What price do you put on workers’ safety and well-being? According to Gallup, employee absenteeism — mostly resulting from occupational injuries and illnesses — costs U.S. companies $153 billion per year. Employers managing high-risk operations, such as industrial manufacturing and maintenance, are especially vulnerable to these losses. What can employers do to reduce occupational hazards, and keep workers safe?
Reconsider Shift Work
WebMD reports that shift work, loosely defined as late-night or rotating shifts, has a number of devastating short-term health effects, including heightened risks of accidents and injury, malaise, stomach problems, insomnia, and a lower quality of life. Shift work, however, can lead to much more serious — and long-term — health conditions as well. Diabetes, heart failure, cancer, and obesity are all common side effects. WebMD reveals that shift work can increase breast cancer risks by as much as 50%, and the World Health Organization (WHO) admits that shift work is “probably carcinogenic.” Employers can reduce risks by reconsidering hours. If shift work is unavoidable, supervisors should strictly enforce the proper use of personal protective equipment (PPE) — such as hard hats, face masks, and safety goggles — that significantly decrease risks of exposure and injury.
Contain Electrical Wiring
Unfettered electricity, including live or damaged wiring, poses risks of fire, electrocution, and other serious accidents.
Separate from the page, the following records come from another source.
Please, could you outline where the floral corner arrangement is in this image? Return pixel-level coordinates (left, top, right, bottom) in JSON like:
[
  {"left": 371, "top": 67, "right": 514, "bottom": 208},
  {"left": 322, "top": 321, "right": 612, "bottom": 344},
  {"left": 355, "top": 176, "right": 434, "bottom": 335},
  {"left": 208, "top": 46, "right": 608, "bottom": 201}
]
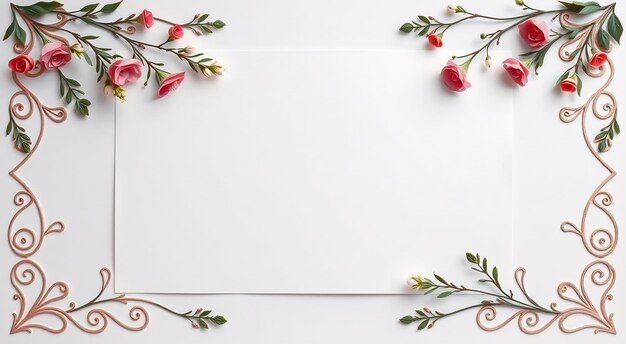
[
  {"left": 4, "top": 1, "right": 226, "bottom": 153},
  {"left": 400, "top": 0, "right": 624, "bottom": 152}
]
Industrial maintenance and operations employers can keep workers safe from these hazards using simple protective products and careful wire management. Cable ties, for example, may be used to secure wiring. Cable ties, also called hose ties and zip ties, use a series of teeth and a pawl to clamp cords into place. Color cable ties can be used to streamline identification and maintenance. Workers can also use stainless steel cable ties. Stainless steel tie are flame resistant and best-suited for high temperature, industrial applications. Finally, workers can use cable tie guns to quickly and efficiently cut, place, and fasten ties. Specially designed cable tie guns are available for stainless steel and metal cable ties.